Two centuries ago, when the Nizam of Hyderabad ceded the Circars and the British presidency usurped the Rayalaseema region, the basis of separateness was established. Geography only accentuated it. The British invested in education and enriched the delta districts with canals and roads. Even without the tax revenues of the Circars, the Nizam was the richest man on earth. Even richer than the British sovereign he was a vassal to. It tells a lot about the kind of regime the Nizams ran. The hard soil and constant toil for so little, and the prolonged subservience to an Urdu-speaking elite, made the people of Telangana different and also disadvantaged compared to their other Telugu-speaking brothers. This fact was indisputable.
Large states in India are really large. If Uttar Pradesh were a country, it would be the sixth largest one in the world. Andhra Pradesh was bigger than the UK. Large states in a centralised dispensation are difficult to govern. They make the government distant from the people. They are inefficient and wasteful. And you can’t have uniform policies over large tracts with different agro-climatic and socio-cultural regions. Aristotle had once wisely said that “it is an injustice to treat equals as unequals, just as it is an injustice to treat unequals as equals”. Which was broadly the complaint of the Telangana people.
Telangana had backwardness written into its geography. It had backwardness written into its sociology. And it had backwardness hard-wired into its mentality. Even if the dubious arguments that more money has flowed into Telangana and Telangana has progressed more than the other two regions advanced by the Srikrishna Committee are accepted, it still does not erase the argument in favour of a smaller state.

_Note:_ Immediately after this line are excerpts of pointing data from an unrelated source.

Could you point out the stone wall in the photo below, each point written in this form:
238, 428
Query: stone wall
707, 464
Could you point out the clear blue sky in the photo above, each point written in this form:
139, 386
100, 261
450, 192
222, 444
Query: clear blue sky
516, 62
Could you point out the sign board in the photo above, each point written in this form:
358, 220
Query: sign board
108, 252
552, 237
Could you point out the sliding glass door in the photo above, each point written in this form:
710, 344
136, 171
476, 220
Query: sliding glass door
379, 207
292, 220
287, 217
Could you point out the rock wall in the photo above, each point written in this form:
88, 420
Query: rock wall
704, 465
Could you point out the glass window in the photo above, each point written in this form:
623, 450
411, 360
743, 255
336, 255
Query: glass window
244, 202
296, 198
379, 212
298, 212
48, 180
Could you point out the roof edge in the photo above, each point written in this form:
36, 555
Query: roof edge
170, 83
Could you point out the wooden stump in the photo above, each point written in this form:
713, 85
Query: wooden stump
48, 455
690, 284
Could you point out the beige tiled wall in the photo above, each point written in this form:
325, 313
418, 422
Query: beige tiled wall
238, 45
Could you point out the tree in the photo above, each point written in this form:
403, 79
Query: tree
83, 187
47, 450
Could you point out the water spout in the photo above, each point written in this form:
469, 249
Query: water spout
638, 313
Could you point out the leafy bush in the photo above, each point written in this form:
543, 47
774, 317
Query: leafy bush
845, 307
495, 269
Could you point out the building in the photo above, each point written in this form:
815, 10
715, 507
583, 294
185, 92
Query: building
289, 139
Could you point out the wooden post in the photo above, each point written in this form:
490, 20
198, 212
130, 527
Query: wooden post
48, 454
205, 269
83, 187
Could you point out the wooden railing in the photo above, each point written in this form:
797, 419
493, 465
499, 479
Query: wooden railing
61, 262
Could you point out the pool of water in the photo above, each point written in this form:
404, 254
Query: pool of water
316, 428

I have dealt with the speciousness of the economic argument elsewhere. A smaller state does not threaten the more recent settlers, just as it didn’t the old settlers. Ask the Maharashtrians of Sultan Bazar, the Gujaratis of Jeera, the Tamilians of Walker Town, the Marwaris of Maharajganj, the Lodhs of Dhoolpet and even Andhras of Mushirabad. Telangana has been home to many others. It’s only that the sons of the soil had not fared as well as the others. The time had come to redress that situation, and it happened.